Child support in New York is based upon the Child Support Standards Act, which is found in both the Domestic Relations Law and the New York Family Court Act.The basic rule is that child support is based upon a percentage of the combined incomes of the parents. The percentage is to be applied to the first $130,000 of the combined income. So, what happens if Dad makes $100,000 and Mom makes $70,000? Will child support be capped at $130,000 or will the court apply the child support percentages to the full $150,000?
If you read the statute, it would seem that the court can only break the $130,000 cap only if it finds some of the 10 factors listed in the statute. However, that is not the case. In 1995, Chief Judge Kaye issued a decision, Cassano v. Cassano 628 NYS2d 10, where she interpreted the statute differently. Judge Kaye found that the statute allowed the court to simply apply the percentages to all income regardless of the $80,000m (it was an $80,000 until recently changed by statute to $130,000) or if it chose, to explain, using the 10 factors, why it was going through the $80,000 cap (now $130,000).
I will not debate the question of whether the decision was right or wrong. Since it was issued by New York’s top appellate court, it is the law unless the court reverses itself, or the legislature passes a law reversing the decision.
What I will discuss is the practical impact of the decision.
Assume that Dad is the non-custodial parent. He makes $100,000 and Mom makes $40,000. They have two children, so the child support percentage is 25%. Twenty-five percent of $140,000 is $35,000. If the court applies the $130,000 cap, the total combined child support obligation is $32,500. The total income is $140,000. The proportion between the parents’ income is 71/29. Dad pays 71 percent of $32,500 or $23,075. Now, assume the court does not apply the $130,000 cap. Dad pays 25 percent of $100,000 or $25,000.
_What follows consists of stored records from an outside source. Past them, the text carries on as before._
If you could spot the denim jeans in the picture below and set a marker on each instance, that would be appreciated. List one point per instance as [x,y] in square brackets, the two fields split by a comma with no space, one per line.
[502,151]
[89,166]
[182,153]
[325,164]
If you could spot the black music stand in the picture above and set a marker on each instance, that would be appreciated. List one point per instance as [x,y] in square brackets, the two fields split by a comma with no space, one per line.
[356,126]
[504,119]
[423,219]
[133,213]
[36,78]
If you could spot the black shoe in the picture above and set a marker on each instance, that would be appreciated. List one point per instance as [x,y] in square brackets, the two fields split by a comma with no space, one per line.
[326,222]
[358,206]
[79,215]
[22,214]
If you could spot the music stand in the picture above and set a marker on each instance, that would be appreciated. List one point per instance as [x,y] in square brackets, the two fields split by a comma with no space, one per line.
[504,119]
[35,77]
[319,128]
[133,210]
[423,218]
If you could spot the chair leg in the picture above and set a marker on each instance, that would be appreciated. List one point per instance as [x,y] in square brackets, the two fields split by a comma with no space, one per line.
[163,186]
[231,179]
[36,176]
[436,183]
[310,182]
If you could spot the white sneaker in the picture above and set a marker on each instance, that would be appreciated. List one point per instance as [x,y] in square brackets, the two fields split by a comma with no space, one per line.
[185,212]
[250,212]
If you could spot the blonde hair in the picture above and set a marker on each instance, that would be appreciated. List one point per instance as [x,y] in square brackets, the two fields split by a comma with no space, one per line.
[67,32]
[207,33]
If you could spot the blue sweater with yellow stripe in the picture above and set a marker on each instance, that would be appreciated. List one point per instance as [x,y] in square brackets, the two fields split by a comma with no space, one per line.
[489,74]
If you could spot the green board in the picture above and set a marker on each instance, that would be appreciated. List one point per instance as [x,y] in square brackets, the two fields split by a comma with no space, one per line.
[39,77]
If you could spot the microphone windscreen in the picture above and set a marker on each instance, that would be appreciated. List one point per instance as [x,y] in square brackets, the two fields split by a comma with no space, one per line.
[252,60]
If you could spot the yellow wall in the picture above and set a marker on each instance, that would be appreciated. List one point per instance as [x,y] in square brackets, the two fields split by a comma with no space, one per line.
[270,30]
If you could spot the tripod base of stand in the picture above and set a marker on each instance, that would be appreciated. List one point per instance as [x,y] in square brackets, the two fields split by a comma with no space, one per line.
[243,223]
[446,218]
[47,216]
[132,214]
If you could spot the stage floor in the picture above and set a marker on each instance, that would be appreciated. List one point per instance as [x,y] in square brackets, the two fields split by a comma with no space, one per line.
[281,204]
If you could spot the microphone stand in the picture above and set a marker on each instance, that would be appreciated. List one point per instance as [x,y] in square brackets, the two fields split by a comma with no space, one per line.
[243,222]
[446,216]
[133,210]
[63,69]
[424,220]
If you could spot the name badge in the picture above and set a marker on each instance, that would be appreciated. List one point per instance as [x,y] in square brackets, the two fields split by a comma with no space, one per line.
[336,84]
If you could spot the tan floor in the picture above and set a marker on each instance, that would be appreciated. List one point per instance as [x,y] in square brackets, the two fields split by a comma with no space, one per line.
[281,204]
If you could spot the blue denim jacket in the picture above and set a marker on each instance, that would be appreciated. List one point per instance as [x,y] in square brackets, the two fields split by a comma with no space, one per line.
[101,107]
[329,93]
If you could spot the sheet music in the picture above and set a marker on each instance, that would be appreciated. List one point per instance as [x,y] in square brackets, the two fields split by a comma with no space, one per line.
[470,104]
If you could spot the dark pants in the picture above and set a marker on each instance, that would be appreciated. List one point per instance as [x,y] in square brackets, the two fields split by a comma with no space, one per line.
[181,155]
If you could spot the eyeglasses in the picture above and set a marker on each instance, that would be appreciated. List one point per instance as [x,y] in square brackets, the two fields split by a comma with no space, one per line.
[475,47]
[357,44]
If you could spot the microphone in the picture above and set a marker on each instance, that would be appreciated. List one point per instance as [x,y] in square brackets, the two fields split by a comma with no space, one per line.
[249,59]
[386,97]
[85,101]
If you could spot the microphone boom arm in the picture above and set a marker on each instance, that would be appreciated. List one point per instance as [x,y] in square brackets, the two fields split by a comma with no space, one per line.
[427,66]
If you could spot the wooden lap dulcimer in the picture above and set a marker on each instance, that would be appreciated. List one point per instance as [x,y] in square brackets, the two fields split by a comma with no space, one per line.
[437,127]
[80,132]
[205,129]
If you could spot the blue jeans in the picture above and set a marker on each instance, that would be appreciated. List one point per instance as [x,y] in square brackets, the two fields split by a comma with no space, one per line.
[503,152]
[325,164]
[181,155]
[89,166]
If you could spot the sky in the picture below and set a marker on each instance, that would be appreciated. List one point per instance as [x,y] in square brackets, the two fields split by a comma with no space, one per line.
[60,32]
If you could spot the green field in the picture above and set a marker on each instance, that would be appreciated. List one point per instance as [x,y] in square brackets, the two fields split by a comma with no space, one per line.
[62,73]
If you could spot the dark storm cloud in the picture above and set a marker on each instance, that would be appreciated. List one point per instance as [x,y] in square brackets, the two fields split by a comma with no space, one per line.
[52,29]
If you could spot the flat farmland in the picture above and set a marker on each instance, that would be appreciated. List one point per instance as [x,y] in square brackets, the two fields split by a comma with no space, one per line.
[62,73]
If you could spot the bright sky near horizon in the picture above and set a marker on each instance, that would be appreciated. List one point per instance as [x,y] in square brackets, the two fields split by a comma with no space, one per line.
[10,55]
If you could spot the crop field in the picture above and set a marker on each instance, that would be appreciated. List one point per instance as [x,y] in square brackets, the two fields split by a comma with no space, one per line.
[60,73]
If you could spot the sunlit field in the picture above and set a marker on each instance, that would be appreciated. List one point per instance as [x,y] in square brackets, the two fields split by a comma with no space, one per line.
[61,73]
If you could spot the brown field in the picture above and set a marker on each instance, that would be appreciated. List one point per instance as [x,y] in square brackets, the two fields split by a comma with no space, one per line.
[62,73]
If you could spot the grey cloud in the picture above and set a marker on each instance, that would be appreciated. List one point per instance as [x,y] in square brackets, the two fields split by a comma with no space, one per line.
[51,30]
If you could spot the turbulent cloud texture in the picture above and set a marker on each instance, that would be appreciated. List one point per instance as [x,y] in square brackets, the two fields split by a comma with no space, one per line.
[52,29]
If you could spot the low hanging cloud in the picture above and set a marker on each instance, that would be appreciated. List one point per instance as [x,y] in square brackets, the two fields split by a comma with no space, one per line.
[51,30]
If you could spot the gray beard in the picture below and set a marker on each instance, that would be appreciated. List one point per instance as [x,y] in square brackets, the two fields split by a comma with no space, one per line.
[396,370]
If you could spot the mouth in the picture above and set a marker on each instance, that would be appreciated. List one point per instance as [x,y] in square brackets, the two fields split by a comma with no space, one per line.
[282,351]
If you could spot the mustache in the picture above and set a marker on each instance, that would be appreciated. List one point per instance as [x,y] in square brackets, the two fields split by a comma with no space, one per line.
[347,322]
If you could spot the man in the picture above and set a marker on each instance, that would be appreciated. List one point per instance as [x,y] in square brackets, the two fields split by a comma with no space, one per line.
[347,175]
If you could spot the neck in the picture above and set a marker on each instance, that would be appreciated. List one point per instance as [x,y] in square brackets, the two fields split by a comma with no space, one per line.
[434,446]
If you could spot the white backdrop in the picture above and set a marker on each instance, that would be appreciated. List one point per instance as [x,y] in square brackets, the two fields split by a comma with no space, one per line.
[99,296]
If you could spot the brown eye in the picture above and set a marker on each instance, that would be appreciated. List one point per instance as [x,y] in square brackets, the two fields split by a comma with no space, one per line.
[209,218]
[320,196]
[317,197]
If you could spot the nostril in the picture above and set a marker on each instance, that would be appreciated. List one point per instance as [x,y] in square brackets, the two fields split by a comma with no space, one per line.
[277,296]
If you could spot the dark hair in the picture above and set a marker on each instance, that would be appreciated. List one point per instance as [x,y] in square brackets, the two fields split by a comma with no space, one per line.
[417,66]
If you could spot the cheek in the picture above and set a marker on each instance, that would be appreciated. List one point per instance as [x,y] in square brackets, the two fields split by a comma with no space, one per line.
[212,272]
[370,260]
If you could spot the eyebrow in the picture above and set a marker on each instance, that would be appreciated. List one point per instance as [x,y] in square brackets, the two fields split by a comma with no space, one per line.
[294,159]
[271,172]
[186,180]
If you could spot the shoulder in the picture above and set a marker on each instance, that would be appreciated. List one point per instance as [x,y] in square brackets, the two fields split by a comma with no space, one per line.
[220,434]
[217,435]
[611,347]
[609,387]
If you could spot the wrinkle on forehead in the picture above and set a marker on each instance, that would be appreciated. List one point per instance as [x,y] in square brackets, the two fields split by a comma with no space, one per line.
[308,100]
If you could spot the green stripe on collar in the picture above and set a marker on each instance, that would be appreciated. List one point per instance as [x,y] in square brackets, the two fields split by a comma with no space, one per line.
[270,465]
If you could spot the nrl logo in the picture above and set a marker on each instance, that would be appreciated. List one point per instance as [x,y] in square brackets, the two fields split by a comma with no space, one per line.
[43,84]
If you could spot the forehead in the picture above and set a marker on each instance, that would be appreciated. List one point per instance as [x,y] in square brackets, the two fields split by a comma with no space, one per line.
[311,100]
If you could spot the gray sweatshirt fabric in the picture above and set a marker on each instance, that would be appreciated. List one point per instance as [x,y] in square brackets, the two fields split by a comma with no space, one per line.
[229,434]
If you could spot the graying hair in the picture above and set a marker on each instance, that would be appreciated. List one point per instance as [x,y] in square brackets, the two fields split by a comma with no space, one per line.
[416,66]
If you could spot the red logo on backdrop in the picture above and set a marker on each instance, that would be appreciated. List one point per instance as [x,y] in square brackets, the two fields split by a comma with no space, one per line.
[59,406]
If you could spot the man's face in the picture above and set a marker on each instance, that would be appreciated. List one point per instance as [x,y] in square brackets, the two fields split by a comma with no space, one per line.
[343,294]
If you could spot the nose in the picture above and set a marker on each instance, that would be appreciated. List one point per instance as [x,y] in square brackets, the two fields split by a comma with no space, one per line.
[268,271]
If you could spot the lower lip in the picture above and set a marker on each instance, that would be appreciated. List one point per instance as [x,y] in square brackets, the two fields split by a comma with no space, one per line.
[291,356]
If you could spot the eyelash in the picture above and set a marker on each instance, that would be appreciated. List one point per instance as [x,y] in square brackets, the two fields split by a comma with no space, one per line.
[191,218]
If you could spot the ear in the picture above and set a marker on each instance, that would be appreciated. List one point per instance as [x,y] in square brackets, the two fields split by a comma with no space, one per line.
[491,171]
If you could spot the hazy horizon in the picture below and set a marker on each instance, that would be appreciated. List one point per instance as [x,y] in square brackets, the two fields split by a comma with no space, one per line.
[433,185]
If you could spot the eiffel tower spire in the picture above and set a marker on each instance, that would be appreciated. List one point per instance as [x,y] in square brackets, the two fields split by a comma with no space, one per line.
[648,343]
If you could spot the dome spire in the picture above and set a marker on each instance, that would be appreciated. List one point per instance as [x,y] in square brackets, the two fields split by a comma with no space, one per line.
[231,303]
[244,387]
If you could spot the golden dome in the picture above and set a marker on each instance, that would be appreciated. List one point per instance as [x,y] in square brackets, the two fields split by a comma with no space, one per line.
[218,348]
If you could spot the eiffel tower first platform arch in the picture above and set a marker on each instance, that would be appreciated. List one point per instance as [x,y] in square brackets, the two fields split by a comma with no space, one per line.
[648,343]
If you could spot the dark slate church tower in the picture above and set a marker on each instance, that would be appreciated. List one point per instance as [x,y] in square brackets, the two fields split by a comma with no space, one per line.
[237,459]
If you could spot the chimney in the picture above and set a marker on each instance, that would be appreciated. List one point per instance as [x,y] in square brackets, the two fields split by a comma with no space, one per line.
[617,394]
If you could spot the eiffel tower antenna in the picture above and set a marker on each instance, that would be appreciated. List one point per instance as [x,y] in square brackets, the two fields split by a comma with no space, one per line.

Most people believe that the courts will blow through the $130,000 cap without a backward glance. In fact, that has been my experience. However, that is not always the case. For example, let’s look at two scenarios which had two very different outcomes. In the first, the father testified that he paid support for his two children. He disputed the mother’s need for money above the $130,000. He argued that she did not establish any basis, as set forth in the 10 factors as to why she needed to have the $130,000 waived. He lost. In the other, the father testified that he paid support. That he voluntarily supported a child he had with another woman. He picked the children up from school 2 to 3 times a week and cooked supper for him. The mother admitted that he bought clothes and paid half of money she spent on the children’s clothing. The mother had been taking the tax credit/deduction for the last 9 years and would continue to do so in the future. And, the hearing officer made significant note of, when he had his children, he did activities with them. The hearing officer was particularly impressed that the chore of getting haircuts always fell to the father. Here, the court did not breach the $80,000 cap ( I did this case before the cap was raised to $130,000.)
The lesson is clear. If the father can make an affirmative showing that he is involved, that he pays monies above and beyond child support and that he is not getting the tax deduction, then he has a decent chance of having the $80,00 cap imposed.